Created on 2023-02-12 with reprex v2.0.2

vincentarelbundock commented 1 year ago

@mattansb I played with this code a bit and it is super cool. Thanks for taking the time.

I thought about for a while, and I think that at this point I've half-concluded that this is still out of scope.

My overarching design goal is to keep the number of arguments and functions limited, but to make sure that they work for all supported models. This is important because I want to avoid scope creep, make sure I have enough free time to polish and maintain the full feature set, and because I'd like to have as consistent an interface as possible across models.

Partial residual plots are obviously super useful and important for lm and glm models, but it's not clear to me how one would generalize the functions above to support all 70+ model types.

Also, I've intentionally kept the number of dependencies quite small to allow people to write wrapper with enhanced functionality.
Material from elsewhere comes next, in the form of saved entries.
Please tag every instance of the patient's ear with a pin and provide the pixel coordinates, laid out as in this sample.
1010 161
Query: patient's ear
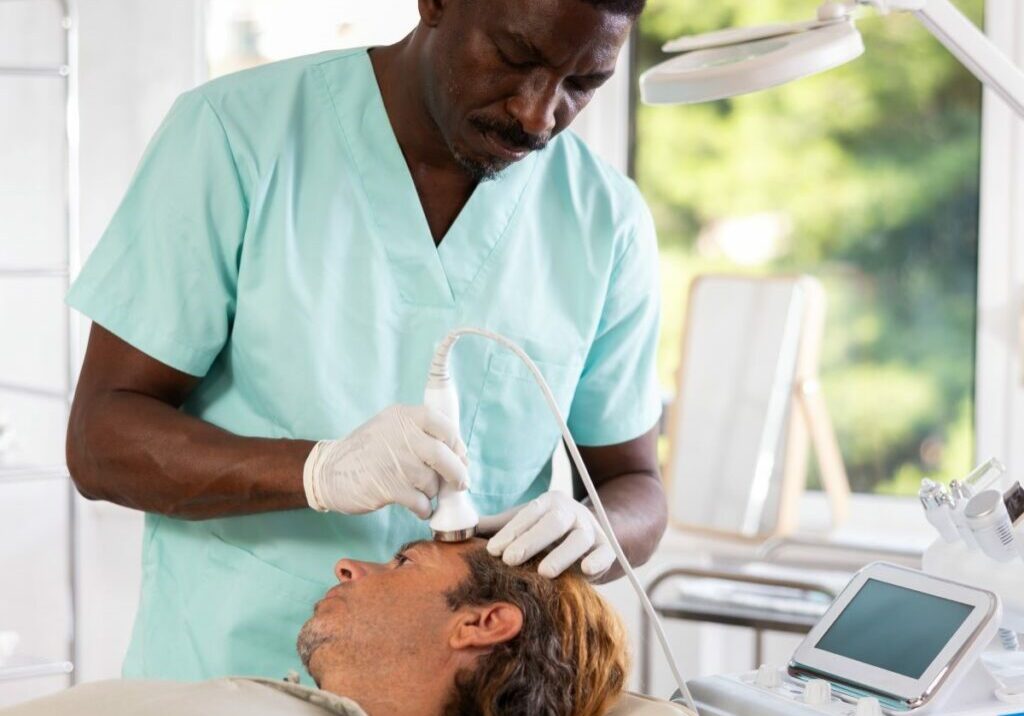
485 626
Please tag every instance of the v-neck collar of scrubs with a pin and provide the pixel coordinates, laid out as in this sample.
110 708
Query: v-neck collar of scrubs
427 275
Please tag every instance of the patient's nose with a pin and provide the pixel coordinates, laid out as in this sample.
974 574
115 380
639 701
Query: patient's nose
351 570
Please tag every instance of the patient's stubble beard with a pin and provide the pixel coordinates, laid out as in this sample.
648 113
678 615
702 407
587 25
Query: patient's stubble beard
311 637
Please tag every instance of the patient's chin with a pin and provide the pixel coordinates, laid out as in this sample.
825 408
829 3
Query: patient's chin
311 637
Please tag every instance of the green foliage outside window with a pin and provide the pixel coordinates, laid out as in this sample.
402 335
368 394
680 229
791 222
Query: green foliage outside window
865 177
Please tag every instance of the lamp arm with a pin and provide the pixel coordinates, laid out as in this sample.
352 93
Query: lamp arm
968 44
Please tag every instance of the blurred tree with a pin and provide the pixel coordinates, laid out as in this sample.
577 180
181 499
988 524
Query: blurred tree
875 167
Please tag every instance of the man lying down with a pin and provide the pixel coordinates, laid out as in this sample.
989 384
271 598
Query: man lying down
440 630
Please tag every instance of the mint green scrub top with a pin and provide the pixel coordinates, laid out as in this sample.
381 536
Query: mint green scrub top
272 243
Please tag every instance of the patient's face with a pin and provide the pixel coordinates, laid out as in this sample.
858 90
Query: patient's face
382 617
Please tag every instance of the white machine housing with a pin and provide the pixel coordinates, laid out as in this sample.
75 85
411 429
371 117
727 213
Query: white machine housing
855 678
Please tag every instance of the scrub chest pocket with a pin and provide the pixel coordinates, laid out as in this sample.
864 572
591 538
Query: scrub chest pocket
514 433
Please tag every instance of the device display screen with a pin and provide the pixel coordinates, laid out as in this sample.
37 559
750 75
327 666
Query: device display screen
894 628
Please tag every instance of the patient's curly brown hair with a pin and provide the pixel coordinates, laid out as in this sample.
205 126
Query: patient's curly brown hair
569 659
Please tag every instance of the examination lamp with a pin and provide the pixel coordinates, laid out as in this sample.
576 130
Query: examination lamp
738 60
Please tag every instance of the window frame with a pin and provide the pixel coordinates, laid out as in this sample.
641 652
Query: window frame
999 333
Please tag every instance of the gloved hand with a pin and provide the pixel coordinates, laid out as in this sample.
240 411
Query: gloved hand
398 456
526 530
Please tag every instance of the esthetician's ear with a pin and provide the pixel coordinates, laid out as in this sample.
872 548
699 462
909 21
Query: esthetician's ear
481 627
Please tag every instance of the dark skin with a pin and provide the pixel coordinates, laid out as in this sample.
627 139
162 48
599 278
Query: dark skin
524 69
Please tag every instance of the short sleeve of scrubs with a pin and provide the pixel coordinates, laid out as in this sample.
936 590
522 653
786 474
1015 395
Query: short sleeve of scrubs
163 277
619 397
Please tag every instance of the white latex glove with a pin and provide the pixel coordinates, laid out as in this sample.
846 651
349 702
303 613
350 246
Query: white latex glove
526 530
398 456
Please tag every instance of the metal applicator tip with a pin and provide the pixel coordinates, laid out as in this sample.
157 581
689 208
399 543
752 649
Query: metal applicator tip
454 535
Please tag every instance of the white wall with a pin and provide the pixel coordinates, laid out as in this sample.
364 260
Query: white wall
135 57
35 600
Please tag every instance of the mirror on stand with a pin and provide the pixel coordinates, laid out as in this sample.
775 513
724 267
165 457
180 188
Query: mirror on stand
748 408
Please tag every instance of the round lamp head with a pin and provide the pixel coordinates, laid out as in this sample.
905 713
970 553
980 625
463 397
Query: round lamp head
752 61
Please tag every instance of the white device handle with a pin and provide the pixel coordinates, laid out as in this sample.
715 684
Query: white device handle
438 371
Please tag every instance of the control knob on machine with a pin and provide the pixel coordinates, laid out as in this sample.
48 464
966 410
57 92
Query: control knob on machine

Daniel has already started to do that by integrating some of the delta method hypothesis testing in ggeffects.

Anyway, just wanted to write this to make sure you knew I thought about this seriously and that I really appreciate the time you took to write it all up.

(Maybe this could be in a vignette somewhere?)

mattansb commented 1 year ago

@vincentarelbundock Thanks for the update and the detailed response.

(Just BTW - the function I wrote should already work for any model supported by {marginaleffects} and {insight} that provides a residuals() method.)

I understand where you are coming from - I guess I can't expect {marginaleffects} to literally do everything (:

I think you leave me no choice but to write a "partial residual plots with {marginaleffects}" blog post!

vincentarelbundock commented 1 year ago

I think you leave me no choice but to write a "partial residual plots with {marginaleffects}" blog post!

Yesssss!